Canada and Australia have the most liveable cities in the world, according to the latest survey carried out by the Economist Intelligence Unit of 140 locations around the globe.
Melbourne tops the list, followed by Vienna in Austria, then three Canadian cities, Vancouver, Toronto and Calgary, then Adelaide and Sydney in Australia, Helsinki in Finland, Perth in Australia and Auckland in New Zealand.
The score and ranking of the top 65 cities remain identical to the last survey six months ago and the research reports says that this may primarily reflect renewed stability as some economies begin to recover from the global economic crisis of a few years ago.
But it points out that the continuing crisis in the eurozone and tighter fiscal budgets may have also slowed planned improvements, meaning that scores have remained static rather than moving up or down.
‘Certainly, infrastructural development has been a driver over the last few years, with improvements to infrastructure in key cities in Australia, where the federal government initiated an ambitious long term road building programme in 2010. Vancouver is also embarking on a series of high profile projects. Work began on an ‘Evergreen’ mass transit line in 2012 and the authorities are reported to be considering measures such as ‘scramble intersections’ or road tolls to counteract congestion,’ it says.
‘For cities in general, these measures will no doubt have a long term benefit, but in the short term they can be disruptive. Many of these schemes are working towards long term goals and thus the overall impact on scores in the top tier of cities is marginal. This is particularly the case in most developed cities given their already high score in these areas,’ it adds.
There remains little difference between any of the ten most liveable cities as only 1.8 percentage points separate Melbourne in first place and Auckland in tenth place.

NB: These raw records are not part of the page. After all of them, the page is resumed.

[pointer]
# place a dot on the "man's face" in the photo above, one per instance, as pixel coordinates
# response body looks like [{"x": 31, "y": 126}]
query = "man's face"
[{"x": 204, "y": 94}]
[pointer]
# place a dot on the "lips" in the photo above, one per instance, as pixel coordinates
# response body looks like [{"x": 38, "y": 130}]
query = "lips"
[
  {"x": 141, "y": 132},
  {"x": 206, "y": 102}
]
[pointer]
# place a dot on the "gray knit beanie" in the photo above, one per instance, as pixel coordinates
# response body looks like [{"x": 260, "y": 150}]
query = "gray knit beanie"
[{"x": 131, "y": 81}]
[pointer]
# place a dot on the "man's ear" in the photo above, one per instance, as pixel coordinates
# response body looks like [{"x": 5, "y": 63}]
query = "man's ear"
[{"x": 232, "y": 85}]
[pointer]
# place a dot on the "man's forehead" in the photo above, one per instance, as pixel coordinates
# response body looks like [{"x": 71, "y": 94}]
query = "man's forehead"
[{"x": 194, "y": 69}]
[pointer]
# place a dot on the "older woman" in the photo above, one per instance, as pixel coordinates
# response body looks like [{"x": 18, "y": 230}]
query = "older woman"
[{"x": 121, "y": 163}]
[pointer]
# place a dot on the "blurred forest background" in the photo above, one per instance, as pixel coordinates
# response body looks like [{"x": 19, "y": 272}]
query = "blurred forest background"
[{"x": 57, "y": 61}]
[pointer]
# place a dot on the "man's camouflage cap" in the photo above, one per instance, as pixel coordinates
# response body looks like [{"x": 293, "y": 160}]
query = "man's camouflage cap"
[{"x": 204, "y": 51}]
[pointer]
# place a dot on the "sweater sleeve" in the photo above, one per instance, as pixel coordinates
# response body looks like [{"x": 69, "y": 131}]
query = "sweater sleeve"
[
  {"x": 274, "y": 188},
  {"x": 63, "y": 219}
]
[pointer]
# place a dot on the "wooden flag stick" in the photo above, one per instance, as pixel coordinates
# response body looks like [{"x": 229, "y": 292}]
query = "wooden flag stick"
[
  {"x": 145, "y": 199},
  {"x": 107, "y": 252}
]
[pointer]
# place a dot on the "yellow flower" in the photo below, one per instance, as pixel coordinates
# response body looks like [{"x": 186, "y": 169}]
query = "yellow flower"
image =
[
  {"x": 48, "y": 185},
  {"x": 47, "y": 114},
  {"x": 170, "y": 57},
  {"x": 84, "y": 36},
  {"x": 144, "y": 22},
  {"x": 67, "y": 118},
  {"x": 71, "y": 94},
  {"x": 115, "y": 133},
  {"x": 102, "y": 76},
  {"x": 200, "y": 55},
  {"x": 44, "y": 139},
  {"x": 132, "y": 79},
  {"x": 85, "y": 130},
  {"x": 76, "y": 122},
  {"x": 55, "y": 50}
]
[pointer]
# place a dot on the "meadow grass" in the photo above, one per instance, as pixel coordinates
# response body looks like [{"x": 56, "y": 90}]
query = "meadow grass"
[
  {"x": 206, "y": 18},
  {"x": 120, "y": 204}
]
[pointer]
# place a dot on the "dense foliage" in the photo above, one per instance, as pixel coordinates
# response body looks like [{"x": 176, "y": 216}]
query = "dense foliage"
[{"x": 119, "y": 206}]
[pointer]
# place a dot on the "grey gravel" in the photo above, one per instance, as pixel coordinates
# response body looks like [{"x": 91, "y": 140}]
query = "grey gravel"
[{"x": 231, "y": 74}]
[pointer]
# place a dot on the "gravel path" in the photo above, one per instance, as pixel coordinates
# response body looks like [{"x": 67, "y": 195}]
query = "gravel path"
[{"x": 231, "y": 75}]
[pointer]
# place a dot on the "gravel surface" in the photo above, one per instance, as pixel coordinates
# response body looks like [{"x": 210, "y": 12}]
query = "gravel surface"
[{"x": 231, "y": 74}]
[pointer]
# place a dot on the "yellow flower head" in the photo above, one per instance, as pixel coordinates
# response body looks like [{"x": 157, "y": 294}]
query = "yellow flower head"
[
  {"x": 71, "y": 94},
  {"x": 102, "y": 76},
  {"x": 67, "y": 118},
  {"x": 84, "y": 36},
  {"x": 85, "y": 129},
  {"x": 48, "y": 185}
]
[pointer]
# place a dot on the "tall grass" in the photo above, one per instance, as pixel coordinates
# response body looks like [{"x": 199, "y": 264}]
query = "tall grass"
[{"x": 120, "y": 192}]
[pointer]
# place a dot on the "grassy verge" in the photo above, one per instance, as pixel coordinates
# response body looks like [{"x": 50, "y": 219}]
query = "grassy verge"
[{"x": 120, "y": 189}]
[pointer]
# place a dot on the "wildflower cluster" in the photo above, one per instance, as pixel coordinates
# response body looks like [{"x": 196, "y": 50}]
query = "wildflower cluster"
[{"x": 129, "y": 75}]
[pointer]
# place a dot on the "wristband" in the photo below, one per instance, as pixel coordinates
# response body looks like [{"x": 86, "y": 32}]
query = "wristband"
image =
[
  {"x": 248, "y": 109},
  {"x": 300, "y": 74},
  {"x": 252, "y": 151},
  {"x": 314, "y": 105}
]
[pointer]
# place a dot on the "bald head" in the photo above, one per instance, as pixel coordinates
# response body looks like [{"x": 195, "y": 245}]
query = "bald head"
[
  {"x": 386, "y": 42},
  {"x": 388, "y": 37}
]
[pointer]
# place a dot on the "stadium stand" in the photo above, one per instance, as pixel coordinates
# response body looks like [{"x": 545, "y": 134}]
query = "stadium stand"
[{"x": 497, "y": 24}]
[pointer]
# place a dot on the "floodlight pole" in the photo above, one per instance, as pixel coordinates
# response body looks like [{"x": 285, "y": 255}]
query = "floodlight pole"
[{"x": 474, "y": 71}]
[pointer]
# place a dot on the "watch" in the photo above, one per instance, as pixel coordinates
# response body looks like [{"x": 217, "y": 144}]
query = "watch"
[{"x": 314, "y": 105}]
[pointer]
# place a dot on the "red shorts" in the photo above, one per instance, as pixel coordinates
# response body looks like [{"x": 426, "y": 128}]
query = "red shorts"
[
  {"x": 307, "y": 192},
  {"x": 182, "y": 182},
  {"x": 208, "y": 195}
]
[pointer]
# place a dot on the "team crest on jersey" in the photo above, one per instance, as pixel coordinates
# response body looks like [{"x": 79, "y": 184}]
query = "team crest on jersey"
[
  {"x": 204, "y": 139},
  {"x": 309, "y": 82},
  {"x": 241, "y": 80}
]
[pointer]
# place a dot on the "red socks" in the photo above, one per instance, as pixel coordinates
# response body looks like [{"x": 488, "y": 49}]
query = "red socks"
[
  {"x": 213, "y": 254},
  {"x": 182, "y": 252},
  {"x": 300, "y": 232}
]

The general conditions required for a location to be awarded a high liveability score continue to be well reflected in Australian and Canadian cities.
The report says that it may be argued that violent crime is on an upward trend in the top tier of cities, but these figures should be put into context. Melbourne and Vancouver recorded murder rates of 2.7 and 2.5 per 100,000 population respectively in the year 2010/11. In Vienna, a city of 1.7 million people, only 18 murders were reported in 2010, or about 1.06 per 100,000. These figures compare with a US average of 4.8 homicides per 100,000 people in 2010 with New York City reporting a rate of almost 6.4 in the same year. In South Africa, the rate was 31.9 in 2010/2011.
The cities that score best tend to be mid-sized cities in wealthier countries with a relatively low population density.
It points out that when it comes to a great place to live big buzz cities such as New York, London, Paris and Tokyo are all prestigious hubs with a wealth of recreational activity, but all suffer from higher levels of crime, congestion and public transport problems. Also wages, the cost of living and personal taste for a location can offset liveability factors.
The EIU Index is based on five categories; education, culture and environment, stability, healthcare and infrastructure.